Each subject will be randomly allocated to one of four treatment sequences. Each sequence will comprise 3 different single doses of BC Combo THDB0207 (Low dose, Medium dose, and High dose) and one single dose of Humalog® Mix25.
Subjects will come to the clinical trial centre in a fasted state in the morning of each dosing day and stay at the clinical trial centre until the 30-hour clamp procedures have been terminated.
Full description
Subjects will attend the study site in the morning in a fasted state and will be connected to an automated glucose clamp device. Prior to dose administration plasma glucose will be stabilised at a target level of 100 mg/dL by means of an intravenous infusion of glucose or insulin. IMP administration will be done by an unblinded person by means of subcutaneous injections in the abdominal wall.

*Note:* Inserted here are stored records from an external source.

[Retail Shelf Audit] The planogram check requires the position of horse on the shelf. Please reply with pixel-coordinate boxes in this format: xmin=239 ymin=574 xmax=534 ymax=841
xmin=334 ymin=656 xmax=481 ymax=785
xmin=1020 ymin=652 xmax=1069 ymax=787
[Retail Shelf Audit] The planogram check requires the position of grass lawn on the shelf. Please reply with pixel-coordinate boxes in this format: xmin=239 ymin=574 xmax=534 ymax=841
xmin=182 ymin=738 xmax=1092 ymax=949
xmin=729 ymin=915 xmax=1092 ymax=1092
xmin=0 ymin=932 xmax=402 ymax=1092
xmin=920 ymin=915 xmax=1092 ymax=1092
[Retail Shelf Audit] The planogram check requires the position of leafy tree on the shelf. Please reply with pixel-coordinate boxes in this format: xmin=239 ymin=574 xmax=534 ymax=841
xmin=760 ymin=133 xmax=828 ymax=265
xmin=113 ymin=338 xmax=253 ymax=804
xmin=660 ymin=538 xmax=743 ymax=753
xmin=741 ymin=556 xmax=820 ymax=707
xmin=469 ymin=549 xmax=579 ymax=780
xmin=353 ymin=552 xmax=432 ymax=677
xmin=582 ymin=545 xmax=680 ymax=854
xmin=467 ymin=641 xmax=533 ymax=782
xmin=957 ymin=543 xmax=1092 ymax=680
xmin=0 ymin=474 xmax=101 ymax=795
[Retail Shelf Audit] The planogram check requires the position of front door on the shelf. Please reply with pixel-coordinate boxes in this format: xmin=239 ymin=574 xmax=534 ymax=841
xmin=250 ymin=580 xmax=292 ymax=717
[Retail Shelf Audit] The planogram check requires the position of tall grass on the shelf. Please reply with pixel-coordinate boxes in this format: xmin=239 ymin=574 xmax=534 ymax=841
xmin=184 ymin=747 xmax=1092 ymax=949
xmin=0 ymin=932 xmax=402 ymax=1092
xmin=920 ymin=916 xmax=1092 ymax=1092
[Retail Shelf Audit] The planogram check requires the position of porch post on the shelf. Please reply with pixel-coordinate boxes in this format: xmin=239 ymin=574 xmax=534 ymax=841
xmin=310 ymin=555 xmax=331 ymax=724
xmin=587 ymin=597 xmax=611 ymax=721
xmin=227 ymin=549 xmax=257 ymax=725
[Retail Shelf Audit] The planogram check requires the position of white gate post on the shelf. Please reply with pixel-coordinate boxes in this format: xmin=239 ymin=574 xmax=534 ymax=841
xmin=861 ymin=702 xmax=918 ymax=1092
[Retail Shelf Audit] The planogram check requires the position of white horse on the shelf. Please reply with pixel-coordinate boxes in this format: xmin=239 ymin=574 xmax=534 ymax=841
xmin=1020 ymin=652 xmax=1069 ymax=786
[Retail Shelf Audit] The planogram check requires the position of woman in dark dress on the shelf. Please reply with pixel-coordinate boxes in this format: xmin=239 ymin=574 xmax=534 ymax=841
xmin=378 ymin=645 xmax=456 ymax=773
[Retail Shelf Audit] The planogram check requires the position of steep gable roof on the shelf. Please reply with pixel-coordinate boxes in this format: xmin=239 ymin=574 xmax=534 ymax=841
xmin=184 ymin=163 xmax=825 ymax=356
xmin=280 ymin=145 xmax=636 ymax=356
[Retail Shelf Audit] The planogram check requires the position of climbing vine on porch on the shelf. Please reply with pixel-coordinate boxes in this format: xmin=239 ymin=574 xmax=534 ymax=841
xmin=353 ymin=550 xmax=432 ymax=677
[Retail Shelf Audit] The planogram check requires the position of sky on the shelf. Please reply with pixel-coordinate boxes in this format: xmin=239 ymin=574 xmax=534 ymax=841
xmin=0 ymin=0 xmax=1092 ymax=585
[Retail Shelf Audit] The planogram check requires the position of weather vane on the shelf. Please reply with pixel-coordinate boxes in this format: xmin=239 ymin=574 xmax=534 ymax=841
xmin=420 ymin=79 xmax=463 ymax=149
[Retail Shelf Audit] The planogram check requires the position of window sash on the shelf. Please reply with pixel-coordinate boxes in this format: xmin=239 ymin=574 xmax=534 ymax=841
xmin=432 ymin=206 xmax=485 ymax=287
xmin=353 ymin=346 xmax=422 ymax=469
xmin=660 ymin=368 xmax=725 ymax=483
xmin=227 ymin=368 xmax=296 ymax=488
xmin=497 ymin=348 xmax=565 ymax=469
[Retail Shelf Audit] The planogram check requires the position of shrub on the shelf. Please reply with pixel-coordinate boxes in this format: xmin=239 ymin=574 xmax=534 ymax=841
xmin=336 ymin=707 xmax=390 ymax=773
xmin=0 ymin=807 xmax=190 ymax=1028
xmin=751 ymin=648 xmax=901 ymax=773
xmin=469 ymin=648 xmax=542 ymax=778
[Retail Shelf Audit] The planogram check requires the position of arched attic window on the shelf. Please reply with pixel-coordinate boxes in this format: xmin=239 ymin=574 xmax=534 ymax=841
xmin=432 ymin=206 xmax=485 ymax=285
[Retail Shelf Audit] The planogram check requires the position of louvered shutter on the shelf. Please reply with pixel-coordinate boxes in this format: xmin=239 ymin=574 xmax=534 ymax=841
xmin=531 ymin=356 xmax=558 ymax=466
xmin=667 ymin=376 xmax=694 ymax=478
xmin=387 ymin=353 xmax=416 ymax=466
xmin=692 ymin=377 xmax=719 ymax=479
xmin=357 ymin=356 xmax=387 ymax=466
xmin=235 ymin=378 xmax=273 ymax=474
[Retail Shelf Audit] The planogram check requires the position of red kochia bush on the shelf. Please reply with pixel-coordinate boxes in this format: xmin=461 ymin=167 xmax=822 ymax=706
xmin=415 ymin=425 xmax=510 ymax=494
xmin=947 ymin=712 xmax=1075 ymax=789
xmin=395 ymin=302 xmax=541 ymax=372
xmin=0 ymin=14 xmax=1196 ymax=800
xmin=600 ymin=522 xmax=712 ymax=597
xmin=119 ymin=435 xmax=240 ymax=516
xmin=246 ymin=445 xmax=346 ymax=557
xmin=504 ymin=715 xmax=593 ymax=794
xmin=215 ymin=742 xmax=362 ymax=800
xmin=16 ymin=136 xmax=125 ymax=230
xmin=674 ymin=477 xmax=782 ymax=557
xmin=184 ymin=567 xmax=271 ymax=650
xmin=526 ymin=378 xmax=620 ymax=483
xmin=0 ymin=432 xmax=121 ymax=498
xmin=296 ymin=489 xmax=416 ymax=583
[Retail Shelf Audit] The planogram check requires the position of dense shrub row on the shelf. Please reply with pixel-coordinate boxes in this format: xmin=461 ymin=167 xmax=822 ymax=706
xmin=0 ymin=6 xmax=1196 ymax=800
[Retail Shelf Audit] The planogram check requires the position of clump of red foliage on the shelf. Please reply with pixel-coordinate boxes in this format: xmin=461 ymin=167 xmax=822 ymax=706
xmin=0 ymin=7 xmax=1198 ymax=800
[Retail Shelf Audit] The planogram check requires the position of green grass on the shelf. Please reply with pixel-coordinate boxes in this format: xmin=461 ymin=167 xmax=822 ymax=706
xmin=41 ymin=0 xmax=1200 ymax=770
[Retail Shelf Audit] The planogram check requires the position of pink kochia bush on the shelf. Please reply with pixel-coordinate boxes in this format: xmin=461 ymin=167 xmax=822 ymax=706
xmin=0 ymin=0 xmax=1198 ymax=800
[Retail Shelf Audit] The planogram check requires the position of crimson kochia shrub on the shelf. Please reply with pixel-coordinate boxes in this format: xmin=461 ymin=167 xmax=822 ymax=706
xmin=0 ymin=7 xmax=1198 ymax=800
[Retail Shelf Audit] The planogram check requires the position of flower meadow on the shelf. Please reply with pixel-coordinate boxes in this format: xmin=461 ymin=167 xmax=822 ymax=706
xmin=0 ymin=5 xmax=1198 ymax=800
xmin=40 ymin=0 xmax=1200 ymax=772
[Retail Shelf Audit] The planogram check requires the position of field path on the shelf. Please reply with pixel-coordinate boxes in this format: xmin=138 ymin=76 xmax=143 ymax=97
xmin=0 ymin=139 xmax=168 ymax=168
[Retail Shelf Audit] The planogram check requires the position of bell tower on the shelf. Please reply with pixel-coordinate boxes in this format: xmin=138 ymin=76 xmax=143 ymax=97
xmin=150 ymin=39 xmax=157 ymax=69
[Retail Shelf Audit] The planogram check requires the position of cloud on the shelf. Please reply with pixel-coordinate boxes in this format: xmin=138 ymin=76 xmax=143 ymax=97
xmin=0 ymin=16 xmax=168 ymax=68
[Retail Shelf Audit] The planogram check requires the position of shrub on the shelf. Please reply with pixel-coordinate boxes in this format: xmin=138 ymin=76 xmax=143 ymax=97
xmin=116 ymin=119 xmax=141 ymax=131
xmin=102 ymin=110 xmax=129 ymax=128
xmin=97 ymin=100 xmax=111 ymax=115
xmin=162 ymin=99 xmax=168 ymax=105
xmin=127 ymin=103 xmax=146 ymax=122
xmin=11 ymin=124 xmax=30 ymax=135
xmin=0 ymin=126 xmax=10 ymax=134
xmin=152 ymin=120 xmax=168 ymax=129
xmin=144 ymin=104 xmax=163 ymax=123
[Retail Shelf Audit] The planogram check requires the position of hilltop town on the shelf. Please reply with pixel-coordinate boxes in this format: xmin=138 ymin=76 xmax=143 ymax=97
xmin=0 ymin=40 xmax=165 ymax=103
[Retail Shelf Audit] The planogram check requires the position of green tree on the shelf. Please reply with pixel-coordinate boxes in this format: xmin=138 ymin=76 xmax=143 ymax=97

Following each dosing a euglycaemic glucose clamp procedure will be carried out for up to 30 hours.
The pharmacodynamic assessment will be based on the time course of glucose infusion rate (GIR) and plasma glucose.
Plasma insulin concentrations will be measured using a specific validated bioanalytical method differentiating concentrations of insulin glargine, of its main metabolites insulin-glargine-M1 and insulin-glargine-M2, and of insulin lispro. Pharmacokinetic assessments will be based on total insulin concentration (insulin glargine + insulin glargine-M1 + insulin glargine-M2 + insulin lispro), on insulin glargine concentration (insulin glargine + insulin glargine-M1 + insulin glargine-M2), or on insulin lispro concentration.
Enrollment
Sex
Ages
Volunteers
Inclusion criteria
- Type 2 diabetes mellitus (as diagnosed clinically) for ≥ 12 months
- HbA1c ≤9.0%
- Total insulin dose of < 1.2 U/kg/day
- Body mass index between 20.0 and 35.0 kg/m2 (both inclusive)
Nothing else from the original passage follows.